Raquel Vergara, Global Process Manager, shares her motivations as a leader at Shell.
Meet Raquel. #EmpoweredtoLead
I started my career in finance as an auditor, followed by several business finance roles before moving to Shell in 2006. I’ve been with Shell for over 11 years now, ten of which were spent specializing in business finance. I started out in an Upstream Accounting Role in Manila. I then moved to Brunei to do a short-term international assignment as a controller for a joint-venture. Here I had the opportunity to work with a wide range of Shell and external folks who were operating our assets out there.
When I moved back to the Philippines, I took on a Finance Manager role for the next 6 years, in which I was part of the refinery leadership team. I led a small team of 5 people and was responsible for rallying people behind our vision for the refinery.
After this, I moved to Finance Operations, where I’ve now been for nearly 1.5 years. I started here as an Operations Manager handling a team of 80 people in Manila. It was my first time working in a process role, so here I greatly increased my scope of work, learning all about the business and honing my leadership skills. Recently, I was promoted to Global Process Manager and am now managing a team of 150 people across Manila and Krakow!

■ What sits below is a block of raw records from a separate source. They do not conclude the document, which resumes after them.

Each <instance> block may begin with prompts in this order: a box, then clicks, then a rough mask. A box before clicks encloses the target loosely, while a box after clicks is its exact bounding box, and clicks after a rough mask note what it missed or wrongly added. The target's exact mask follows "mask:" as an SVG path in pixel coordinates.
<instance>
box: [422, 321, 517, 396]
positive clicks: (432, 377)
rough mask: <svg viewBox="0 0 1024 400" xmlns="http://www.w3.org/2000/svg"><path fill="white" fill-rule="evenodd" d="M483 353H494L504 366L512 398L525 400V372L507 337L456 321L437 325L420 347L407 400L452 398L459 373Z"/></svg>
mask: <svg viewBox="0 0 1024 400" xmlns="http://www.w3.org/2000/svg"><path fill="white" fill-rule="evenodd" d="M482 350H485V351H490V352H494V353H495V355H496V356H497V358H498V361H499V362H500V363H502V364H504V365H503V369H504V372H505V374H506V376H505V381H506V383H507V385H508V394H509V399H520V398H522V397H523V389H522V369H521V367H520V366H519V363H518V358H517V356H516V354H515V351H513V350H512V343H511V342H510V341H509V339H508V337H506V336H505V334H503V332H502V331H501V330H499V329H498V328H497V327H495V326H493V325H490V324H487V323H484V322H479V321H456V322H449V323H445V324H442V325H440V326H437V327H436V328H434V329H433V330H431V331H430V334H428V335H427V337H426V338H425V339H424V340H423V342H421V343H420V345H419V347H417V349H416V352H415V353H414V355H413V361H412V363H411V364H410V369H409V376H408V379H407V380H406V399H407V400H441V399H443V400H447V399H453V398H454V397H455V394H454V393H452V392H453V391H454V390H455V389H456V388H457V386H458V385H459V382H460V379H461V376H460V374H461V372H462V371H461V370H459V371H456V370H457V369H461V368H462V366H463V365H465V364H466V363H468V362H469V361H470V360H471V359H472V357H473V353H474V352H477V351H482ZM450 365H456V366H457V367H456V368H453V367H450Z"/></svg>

I’ve stayed with Shell for so long because I’ve always been given opportunities to learn and grow here. I get to interact with so many people across the globe, all of whom are in different businesses and different roles, from very senior stakeholders down to operators at our retail sites. I find it fascinating all the insights you get from interacting with such a wide range of people.
My Leadership Style
I try to be a visible leader – I talk to people and make sure they have direct access to me as much as possible. The last thing I want is for people to be intimidated to reach out. I aim to be an inspirational leader – encouraging other people to be the best version of themselves. I want to make sure at the end of an assignment that I have truly gotten the best out of them.

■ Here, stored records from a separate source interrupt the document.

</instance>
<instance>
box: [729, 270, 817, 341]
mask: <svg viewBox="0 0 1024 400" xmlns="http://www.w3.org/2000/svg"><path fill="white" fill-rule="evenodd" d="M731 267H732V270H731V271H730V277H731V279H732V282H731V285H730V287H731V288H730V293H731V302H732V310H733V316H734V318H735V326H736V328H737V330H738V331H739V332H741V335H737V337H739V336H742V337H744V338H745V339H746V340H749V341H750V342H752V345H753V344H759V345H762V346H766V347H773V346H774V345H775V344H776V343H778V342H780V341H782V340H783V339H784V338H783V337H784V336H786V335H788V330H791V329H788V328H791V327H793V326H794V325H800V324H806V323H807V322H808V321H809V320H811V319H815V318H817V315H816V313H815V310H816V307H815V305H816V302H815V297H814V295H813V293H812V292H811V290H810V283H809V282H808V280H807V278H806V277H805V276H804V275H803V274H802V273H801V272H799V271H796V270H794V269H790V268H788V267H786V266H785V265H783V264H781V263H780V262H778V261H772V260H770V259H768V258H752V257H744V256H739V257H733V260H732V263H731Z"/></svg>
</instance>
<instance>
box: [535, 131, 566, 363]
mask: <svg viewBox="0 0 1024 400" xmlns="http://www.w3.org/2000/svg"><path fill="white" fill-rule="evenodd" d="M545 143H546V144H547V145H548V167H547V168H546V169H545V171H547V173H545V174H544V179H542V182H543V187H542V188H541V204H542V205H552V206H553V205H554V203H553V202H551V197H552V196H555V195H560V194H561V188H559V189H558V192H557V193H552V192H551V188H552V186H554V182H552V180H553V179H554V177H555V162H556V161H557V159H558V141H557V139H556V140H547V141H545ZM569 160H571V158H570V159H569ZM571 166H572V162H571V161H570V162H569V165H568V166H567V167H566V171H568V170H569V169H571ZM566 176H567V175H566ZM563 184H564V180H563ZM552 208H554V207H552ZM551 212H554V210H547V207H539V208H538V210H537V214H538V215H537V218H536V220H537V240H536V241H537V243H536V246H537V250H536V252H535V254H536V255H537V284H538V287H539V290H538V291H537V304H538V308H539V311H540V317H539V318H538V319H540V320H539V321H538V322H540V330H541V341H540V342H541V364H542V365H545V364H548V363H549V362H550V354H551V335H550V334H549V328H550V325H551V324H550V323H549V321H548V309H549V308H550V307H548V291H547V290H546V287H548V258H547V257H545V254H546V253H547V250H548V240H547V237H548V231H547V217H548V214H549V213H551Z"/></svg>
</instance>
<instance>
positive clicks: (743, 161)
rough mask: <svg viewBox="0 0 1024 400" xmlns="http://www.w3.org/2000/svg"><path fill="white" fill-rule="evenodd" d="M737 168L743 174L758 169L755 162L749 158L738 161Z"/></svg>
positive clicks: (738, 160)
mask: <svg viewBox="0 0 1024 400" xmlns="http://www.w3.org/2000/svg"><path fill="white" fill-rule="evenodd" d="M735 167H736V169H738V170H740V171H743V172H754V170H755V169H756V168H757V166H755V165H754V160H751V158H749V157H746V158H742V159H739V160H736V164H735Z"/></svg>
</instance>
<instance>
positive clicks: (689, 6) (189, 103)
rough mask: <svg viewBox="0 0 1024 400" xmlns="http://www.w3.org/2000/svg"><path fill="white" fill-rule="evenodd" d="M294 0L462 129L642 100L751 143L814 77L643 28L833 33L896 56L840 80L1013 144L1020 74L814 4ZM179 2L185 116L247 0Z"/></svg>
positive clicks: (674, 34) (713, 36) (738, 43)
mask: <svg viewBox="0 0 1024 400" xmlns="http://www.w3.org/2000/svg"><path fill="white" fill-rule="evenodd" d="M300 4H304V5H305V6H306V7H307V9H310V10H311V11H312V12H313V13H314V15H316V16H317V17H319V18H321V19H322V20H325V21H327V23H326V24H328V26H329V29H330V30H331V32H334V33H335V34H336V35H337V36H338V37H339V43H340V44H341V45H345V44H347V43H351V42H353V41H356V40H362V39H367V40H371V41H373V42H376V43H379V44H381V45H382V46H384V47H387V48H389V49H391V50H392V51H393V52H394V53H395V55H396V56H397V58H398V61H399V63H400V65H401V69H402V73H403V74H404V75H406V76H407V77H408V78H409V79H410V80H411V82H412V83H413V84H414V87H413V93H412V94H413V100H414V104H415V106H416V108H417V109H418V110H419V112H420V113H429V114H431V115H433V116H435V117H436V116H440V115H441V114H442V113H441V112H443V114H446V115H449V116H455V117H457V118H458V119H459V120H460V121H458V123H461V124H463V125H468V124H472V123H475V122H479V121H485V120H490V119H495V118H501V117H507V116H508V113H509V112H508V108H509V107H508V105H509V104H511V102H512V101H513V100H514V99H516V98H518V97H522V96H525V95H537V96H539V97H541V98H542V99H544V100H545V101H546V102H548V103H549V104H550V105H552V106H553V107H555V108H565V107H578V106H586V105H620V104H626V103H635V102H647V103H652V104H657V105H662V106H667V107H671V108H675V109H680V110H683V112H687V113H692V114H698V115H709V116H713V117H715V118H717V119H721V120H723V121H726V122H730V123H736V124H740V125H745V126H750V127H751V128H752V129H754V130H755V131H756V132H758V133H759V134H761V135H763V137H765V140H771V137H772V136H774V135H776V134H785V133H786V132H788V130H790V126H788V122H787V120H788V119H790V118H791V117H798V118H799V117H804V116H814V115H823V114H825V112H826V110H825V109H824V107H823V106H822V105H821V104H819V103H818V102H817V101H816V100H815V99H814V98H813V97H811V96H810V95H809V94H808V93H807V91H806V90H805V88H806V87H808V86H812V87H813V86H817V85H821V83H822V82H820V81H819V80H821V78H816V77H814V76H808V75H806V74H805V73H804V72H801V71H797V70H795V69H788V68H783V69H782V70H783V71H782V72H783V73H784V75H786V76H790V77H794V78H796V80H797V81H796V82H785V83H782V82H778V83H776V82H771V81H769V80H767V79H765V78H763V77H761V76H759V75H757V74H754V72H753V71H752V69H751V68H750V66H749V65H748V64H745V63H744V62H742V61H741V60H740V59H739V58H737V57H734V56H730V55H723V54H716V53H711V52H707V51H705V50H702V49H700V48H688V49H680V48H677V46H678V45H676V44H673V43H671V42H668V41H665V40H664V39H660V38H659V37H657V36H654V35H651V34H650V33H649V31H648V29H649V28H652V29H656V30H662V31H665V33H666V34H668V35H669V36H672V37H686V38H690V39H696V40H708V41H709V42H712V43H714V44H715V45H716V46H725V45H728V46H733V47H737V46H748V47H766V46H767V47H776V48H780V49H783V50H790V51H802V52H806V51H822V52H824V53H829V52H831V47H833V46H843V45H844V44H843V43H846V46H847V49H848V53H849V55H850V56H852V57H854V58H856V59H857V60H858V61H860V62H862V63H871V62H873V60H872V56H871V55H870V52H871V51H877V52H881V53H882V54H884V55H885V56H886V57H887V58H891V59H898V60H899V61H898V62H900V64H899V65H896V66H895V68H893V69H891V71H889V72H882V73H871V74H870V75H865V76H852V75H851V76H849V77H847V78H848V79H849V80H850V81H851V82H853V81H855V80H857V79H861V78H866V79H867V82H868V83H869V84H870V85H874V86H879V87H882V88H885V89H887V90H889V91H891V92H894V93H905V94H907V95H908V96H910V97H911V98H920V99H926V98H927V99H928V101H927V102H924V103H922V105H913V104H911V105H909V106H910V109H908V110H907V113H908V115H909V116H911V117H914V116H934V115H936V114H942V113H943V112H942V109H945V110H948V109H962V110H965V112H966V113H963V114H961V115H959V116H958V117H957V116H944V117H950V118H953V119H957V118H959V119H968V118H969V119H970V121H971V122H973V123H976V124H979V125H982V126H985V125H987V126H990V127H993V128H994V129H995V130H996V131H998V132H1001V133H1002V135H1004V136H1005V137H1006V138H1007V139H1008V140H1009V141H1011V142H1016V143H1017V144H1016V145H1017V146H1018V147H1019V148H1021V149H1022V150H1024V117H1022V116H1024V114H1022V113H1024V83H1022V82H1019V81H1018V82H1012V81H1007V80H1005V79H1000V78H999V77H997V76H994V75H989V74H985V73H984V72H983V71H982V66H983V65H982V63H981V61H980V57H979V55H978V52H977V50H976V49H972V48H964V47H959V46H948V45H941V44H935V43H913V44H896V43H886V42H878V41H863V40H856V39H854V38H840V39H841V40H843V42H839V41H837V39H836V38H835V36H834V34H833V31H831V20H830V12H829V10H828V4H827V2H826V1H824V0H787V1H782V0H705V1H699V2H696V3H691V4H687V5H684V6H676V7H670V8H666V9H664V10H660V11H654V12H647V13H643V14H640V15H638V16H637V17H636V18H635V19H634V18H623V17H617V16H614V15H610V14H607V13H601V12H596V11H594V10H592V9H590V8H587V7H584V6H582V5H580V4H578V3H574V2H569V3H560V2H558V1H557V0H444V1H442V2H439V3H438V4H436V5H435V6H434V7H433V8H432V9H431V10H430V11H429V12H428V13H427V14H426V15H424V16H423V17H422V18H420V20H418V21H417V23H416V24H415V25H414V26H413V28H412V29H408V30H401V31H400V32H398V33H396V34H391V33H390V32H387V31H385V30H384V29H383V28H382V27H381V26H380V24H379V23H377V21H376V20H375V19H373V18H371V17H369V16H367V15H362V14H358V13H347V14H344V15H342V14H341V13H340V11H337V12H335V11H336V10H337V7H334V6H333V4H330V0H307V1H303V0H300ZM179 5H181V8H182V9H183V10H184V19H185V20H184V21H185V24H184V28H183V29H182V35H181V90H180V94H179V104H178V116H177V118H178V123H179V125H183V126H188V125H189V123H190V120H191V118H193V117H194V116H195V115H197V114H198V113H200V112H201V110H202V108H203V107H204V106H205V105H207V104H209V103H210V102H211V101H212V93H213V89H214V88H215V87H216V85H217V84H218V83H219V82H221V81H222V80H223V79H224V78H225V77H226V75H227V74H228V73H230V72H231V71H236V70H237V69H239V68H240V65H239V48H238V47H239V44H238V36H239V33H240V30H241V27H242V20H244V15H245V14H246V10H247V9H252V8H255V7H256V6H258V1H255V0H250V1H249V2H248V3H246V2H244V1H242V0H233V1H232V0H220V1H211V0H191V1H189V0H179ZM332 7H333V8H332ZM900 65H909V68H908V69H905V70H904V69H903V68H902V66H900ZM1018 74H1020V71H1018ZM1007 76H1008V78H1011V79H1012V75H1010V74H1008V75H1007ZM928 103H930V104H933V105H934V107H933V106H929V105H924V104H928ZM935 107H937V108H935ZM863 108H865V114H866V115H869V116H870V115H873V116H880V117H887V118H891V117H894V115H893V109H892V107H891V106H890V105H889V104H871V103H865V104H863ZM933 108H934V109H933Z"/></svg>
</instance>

I also endeavour to practice situational leadership, adapting my style based on the audience or the needs of the moment. I can be hands-on or hands-off, detailed or very high-level, depending on the situation.

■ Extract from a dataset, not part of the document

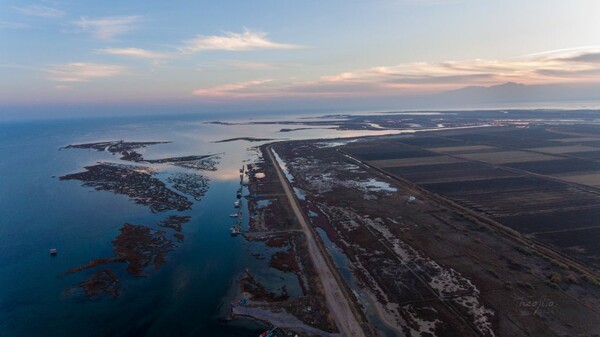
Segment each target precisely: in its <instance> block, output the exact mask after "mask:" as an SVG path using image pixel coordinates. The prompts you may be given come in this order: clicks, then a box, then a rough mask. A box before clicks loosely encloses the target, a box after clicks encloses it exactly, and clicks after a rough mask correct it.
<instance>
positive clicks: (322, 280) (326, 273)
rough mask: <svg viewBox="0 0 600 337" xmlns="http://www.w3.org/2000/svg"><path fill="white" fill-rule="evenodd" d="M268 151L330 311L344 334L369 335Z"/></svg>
mask: <svg viewBox="0 0 600 337" xmlns="http://www.w3.org/2000/svg"><path fill="white" fill-rule="evenodd" d="M267 153H268V155H269V160H271V162H272V163H273V166H275V168H276V169H277V176H278V177H279V180H280V181H281V185H282V186H283V188H284V190H285V194H286V195H287V197H288V200H289V201H290V205H291V206H292V209H293V211H294V215H295V216H296V218H297V219H298V222H300V225H301V227H302V230H303V231H304V234H305V235H306V241H307V242H308V252H309V254H310V257H311V260H312V262H313V264H314V266H315V269H316V270H317V272H318V273H319V276H320V279H321V283H322V284H323V288H324V293H325V300H326V301H327V306H328V307H329V311H330V312H331V315H332V316H333V319H334V321H335V323H336V325H337V326H338V329H340V332H341V333H342V336H348V337H350V336H355V337H365V336H366V335H365V333H364V331H363V329H362V327H361V324H360V322H359V318H357V310H358V309H357V308H356V307H353V306H354V305H355V304H354V303H353V302H352V301H350V300H349V299H348V297H347V294H346V293H345V291H344V289H342V287H343V285H342V284H340V283H339V282H343V281H342V280H341V276H339V275H337V277H336V275H335V274H334V270H336V269H335V267H334V266H332V265H331V263H330V262H329V260H328V259H326V258H325V255H324V254H327V252H326V251H325V247H324V246H323V245H322V244H319V242H317V240H318V239H317V238H316V237H315V236H316V235H317V234H316V233H315V231H314V229H313V228H312V226H311V225H309V223H308V220H307V219H306V215H305V214H304V213H303V212H302V210H301V208H300V206H299V204H298V200H297V199H296V195H295V194H294V193H293V192H292V188H291V186H290V184H289V182H288V181H287V179H286V177H285V175H284V173H283V171H282V169H281V167H280V166H279V164H278V162H277V160H275V157H274V155H273V151H272V149H271V146H268V147H267Z"/></svg>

What makes me proud is when I see that I’ve had a transformative effect on the team and continuously aiming to add value to the business we support. I had the opportunity to practice this during my time in the refinery, being truly involved in defining the site’s strategy as well as driving business decisions with my team.
One challenge I do come up against is that I am a very impatient person. I’m used to a varied, multi-tasking kind of delivery and drive myself very hard. Sometimes my style can overwhelm people, especially when we’re learning new techniques at such a fast pace.
Since recognising this, I’m trying to balance my delivery - enabling my people and building their capabilities so that they can deliver at the same pace that I am comfortable with.
Find Motivation in Others
What fulfils me is when I see other people progressing and becoming better at what they do. Over the past one and a half years, I’ve felt proud to see how my team connect their everyday work to its overall impact on Shell’s objectives.
When I see people who are able to articulate that connection, I feel very happy. It doesn’t just give meaning to what they do on a daily basis, but also to what I do as a leader.
In general, the things that motivate me have changed a lot over the years. Now that I have my own family, I think beyond myself. In the beginning, I always wanted to push myself further every day. Now, what keeps the fire burning is bringing positive energy to other members of the team and creating an impact on other peoples’ lives.
You Set the Scope
Your job description is just a starting point – it’s the minimum you can do. So, my advice is to never underestimate what you can achieve. When I was hired, I was aware I was taking an Analyst role and that I wanted more than that. I gave it a shot and I told myself that I would definitely do more than what was written in the job description and make this role a big one.
So, no matter how simple the job is, you can make a bigger impact. You just need to think outside the box. Don’t restrict yourself to what is instructed.
Today, almost all organizations are undergoing changes – so it’s important to have the kind of mindset that sees changes as opportunities. Shell gives you the power to do whatever you want to do, so long as you see value or a risk you can mitigate. Embrace that change and take the role wherever you want to take it!